Quand un enfant maghrébin fait l'école buissonnière, il reste dans la rue pour que ses parents n'en sachent rien. Les Gitans abandonnent l'école pour rester à la maison. Ce sont leurs parents qui ont une mauvaise influence, les mères qui veulent chouchouter leurs fils, les pères qui ne veulent pas qu'on voie leurs filles traîner avec des garçons. La fille est une marchandise, qui ne doit pas perdre sa valeur.

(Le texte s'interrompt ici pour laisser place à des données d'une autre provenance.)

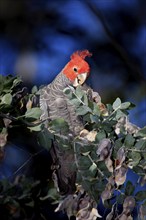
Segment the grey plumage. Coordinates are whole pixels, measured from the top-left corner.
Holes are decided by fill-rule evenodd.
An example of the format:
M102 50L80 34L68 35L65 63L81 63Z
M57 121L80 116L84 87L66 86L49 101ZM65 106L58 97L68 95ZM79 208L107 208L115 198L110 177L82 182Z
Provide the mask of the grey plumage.
M70 84L71 82L63 73L58 74L51 84L41 90L40 108L42 110L41 120L53 120L61 117L68 123L70 132L74 136L83 129L83 124L76 115L74 106L69 103L63 93L63 90ZM53 165L57 167L54 169L53 178L57 182L60 194L73 193L76 180L76 172L73 169L73 149L62 151L59 144L53 141L50 153Z
M41 120L63 118L68 123L70 131L77 135L83 129L83 125L76 115L74 106L69 103L63 93L63 90L70 84L67 77L60 73L51 84L41 90Z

La valeur d'une vierge est vérifiée non pas par le jeune marié durant la nuit de noces mais, selon une coutume archaïque, par le doigt inquisiteur d'une ancêtre de la tribu. Comme l'explique Linda, une amie de Fernanda Eberstadt qui a en partie renié ses origines : «Chez les Gitans, c'est une méchante vieille qui est payée pour pénétrer la fille, comme un gynécologue mais avec des mains sales, et devant toute la famille du mari. C'est terrifiant, inhumain.» Desplech résume : «Les gens parlent de préserver la culture gitane. Mais, en tant qu'enseignant, que suis-je censé faire quand le comportement de mes élèves est franchement pathologique ?» L'auteur, suffisamment éclairée pour mettre en doute l'idéalisme des plus éclairés, déplore cette attitude : «Si ces pédagogues étaient des missionnaires du XIXe siècle sur une île peuplée de cannibales, ils seraient tout aussi convaincus de la primauté incontestable du système (ici, la laïcité égalitariste) qu'ils veulent inculquer aux sauvages (les Gitans).» Fernanda Eberstadt finit pourtant par se ranger du côté du système, en affirmant que les autorités françaises «déploient des trésors d'imagination et de sympathie pour trouver le moyen de libérer une communauté visiblement bloquée et malheureuse».